In the event of your passing from this mortal coil, are you sure your family will be able to get by with a minimal amount of struggling, now that your income and support have been stripped away from them? Each year, thousands die leaving their families swimming in debt and funeral expenses, simply because they didn’t plan ahead. In fact, statistics suggest that four out of ten adult deaths lead to financial hardship and burden for those family members left behind. By understanding the expenses related to your passing and what bills your family will have to cover without your income, you should be able to determine what the proper amount of life insurance is for them to survive on if you are not around to assist with the day to day expenses you have up till now taken for granted.
Recurring Expenses
First and foremost, the largest expense most families have nowadays is a monthly mortgage. With proper financial assistance and advice, many of these recurring expenses are within a reasonable realm for two incomes, but should one disappear with an untimely death, the burden doubles for the surviving spouse. There are also auto loans, credit card debt, as well as grocery bills, higher education costs, and general family expenses. With an income stream cut in half, a reliable life insurance policy is definitely a safety net should something happen. Determine the proper amount based on how many years it would take a family to readjust financially to a loved one’s loss, and how the bills stack up annually.
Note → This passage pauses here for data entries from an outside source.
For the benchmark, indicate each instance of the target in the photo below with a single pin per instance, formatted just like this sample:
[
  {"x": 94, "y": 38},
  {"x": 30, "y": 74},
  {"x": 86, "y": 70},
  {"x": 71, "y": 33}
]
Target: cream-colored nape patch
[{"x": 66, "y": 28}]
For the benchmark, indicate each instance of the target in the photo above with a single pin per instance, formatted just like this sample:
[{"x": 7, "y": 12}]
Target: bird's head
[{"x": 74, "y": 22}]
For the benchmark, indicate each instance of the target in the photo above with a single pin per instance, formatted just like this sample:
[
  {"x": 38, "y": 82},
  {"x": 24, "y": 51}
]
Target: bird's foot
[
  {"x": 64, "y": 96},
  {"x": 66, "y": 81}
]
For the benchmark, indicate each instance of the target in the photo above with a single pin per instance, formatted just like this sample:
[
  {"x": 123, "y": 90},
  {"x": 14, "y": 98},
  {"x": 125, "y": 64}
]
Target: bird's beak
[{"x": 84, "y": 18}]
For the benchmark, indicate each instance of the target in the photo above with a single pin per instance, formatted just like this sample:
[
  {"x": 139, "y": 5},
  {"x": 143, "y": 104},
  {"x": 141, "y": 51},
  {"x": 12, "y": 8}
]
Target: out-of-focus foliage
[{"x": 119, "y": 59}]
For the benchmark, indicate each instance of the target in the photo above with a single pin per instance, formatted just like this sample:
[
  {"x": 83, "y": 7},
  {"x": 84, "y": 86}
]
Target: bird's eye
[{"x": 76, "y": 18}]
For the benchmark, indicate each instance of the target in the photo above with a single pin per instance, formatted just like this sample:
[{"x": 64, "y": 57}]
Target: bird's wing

Many early-incurred life insurance policies plan between 20 and 40 years of payments on these factors, but you may wish to plan for more based on the comfort level you wish to leave behind for your family to live on.
New Financial Burdens
Not only are there the recurring bills, but now the added expenses associated with a funeral to deal with as well. It is not unusual for a simple funeral to cost over $20,000. This includes everything from purchasing of the casket, the funeral home expenses, and loss of income of the survivors during the grieving process. Be sure to factor in additional expenses as well. If the death was caused by a fire or an accident, there might also be damages to take into account for reparation. Each situation is different, but a good life insurance agent will be able to help you build a solid foundation in the untimely even of your passing. Your family will be grief stricken, but with proper planning, they won’t be financially burdened as well.